De Sint-Lucasscholen waren een kweekschool voor kunstenaars en ambachtslieden. Het neogotische totaalconcept was het doel. Er werden niet minder dan 20 verschillende beroepen aangeleerd. De Sint-Lucasscholen waren echte beroepsscholen gericht op het reveil van de ambachtelijke vervaardiging en de productie van de Puginiaanse neogotiek. Bovendien moesten ze een antisocialistische arbeidersklasse opvoeden. De beschermheren - niet toevallig katholieke industriëlen - hoopten door sociale promotie een maatschappij van de middengroepen te produceren.

Het principe van Sint-Lucas uitte zich dan ook als christelijk (=gotiek), nationaal (anti-Grieks, anti-Romeins) en rationeel (middeleeuws). Marès zorgde voor een gefundeerde pedagogisch programma, Bethune zorgde voor de ideologische dimensie. Er werd groot belang gehecht aan een goede kennis van de christelijke symbolen en de christelijke iconografie, kerkgeschiedenis en hagiografie. Symbolen waren belangrijker dan lichamen en naaktstudies totaal uit den boze. Hiermee was ze in tegenstelling tot alles waar de academie voor stond: liberaal / vrijzinnig, vele neostijlen, vernieuwing. De academie was dan ook meer gericht op de opleiding van kunstenaars. Het ambachtelijke en het ontwerpen van toegepaste kunst was van ondergeschikt belang.

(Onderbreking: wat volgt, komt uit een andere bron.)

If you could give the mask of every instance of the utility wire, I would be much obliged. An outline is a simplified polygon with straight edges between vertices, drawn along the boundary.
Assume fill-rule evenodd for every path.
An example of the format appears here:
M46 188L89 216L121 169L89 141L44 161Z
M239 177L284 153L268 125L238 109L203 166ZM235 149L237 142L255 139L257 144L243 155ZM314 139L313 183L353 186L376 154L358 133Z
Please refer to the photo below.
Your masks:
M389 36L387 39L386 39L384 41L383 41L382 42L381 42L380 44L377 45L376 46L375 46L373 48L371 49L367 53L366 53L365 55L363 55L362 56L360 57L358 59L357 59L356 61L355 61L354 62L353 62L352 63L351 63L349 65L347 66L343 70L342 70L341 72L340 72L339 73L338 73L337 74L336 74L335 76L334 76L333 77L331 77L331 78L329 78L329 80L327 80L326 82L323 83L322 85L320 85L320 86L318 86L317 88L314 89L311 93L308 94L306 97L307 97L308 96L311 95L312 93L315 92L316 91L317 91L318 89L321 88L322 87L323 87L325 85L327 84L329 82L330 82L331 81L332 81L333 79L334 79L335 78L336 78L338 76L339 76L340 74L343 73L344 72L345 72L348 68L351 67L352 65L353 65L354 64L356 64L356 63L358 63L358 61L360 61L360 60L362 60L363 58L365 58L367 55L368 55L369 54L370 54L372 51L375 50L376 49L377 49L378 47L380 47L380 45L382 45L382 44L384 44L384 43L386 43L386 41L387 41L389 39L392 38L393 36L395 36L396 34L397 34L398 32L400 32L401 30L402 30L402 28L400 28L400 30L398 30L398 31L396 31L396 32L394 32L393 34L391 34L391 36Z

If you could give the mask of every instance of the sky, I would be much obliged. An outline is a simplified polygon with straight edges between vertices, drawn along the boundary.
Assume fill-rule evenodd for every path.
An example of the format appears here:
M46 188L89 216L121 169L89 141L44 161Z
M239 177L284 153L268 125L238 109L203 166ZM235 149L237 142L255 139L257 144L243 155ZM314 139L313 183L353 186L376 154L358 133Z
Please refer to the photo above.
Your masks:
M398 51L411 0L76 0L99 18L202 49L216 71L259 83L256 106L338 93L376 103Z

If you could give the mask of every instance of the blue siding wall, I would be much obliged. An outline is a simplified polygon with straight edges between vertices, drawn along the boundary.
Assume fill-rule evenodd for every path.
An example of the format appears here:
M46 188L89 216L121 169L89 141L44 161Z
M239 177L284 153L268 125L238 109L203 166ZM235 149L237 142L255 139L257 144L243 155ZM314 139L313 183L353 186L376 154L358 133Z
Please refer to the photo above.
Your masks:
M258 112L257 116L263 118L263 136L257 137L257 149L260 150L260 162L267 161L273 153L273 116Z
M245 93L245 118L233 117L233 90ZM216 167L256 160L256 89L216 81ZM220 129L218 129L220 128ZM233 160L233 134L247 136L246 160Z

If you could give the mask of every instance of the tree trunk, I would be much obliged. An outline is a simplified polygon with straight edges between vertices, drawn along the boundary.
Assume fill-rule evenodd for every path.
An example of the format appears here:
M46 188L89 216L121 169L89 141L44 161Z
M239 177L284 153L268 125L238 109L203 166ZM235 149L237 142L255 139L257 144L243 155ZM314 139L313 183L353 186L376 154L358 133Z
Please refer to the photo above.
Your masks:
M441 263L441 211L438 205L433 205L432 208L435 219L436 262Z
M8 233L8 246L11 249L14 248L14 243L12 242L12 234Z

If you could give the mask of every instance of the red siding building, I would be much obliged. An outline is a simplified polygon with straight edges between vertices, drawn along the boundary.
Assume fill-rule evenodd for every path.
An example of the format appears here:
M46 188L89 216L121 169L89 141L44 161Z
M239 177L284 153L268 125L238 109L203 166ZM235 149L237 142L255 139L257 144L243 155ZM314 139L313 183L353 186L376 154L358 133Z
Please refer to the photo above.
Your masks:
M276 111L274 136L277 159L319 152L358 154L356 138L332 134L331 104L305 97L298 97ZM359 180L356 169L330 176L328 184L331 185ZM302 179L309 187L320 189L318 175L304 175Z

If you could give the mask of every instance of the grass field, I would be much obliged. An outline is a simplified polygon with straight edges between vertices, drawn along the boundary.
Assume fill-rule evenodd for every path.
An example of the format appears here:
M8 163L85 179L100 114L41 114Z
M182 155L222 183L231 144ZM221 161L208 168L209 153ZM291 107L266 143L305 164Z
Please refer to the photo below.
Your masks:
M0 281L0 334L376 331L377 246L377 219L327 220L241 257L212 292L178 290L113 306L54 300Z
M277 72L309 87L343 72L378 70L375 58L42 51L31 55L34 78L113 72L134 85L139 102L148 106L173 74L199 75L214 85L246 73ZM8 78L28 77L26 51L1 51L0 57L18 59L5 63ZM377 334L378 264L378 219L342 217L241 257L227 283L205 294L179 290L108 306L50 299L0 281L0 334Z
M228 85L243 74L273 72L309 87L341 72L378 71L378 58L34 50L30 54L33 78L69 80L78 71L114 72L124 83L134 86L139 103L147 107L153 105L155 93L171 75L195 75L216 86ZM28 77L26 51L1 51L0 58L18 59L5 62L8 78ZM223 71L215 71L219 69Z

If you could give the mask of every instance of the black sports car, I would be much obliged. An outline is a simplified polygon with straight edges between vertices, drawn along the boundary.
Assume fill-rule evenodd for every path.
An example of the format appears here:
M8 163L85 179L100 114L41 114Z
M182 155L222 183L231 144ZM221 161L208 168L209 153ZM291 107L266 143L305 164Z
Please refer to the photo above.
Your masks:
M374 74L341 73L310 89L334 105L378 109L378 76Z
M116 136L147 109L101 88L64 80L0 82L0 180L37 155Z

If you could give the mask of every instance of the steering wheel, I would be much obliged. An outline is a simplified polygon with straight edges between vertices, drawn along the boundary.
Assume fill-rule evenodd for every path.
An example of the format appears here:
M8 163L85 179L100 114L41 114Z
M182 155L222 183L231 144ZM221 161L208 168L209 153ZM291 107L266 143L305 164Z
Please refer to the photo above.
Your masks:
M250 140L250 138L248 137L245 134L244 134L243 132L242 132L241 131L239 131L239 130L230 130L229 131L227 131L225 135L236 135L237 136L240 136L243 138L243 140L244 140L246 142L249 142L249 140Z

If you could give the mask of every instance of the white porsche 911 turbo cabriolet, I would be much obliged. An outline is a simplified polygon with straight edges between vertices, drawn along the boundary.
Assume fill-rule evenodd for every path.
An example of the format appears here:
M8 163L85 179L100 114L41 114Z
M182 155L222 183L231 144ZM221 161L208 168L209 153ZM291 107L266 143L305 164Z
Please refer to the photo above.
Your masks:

De Sint-Lucasscholen waren door de grote figuur van Jean Baptiste Bethune het gedroomde middel om de nieuwe en waarachtige Puginiaanse neogotiek naar Vlaanderen te halen. Dankzij de figuur van Bethune komt in het bijzonder de ultramontaanse maatschappij in contact met de Puginiaanse neogotiek. Romantiek, nationalisme en katholiek reveil zouden hand in hand gaan. August Welby Northmore Pugin en de te Brugge verblijvende architect Thomas Harper King verwierpen het oppervlakkige van de vroege Troubadoursneogotiek. Het zinloos kopiëren van stijlkenmerken als decor was ongewenst. Kunst en in het bijzonder christelijke kunst moest waarachtig zijn. De gotiek moest in al zijn vormen en structuren hernomen worden. Het ambachtelijke is terug een gebed tot God: "ora et labora". Voor die archeologische neogotiek was de confrontatie met middeleeuwse objecten noodzakelijk. Studenten werden aangemoedigd om schetsen te maken van middeleeuwse, gotische gebouwen, architectuurfragmenten, objecten, beelden, ... Buitenlandse voorbeelden werden onder de vorm van plaasteren afgietsels aan de studenten aangeboden. Binnen dat kader past de uitbouw van een beeldentuin, museumcollectie, bibliotheek en Bethunes museum met gipsafgietsels.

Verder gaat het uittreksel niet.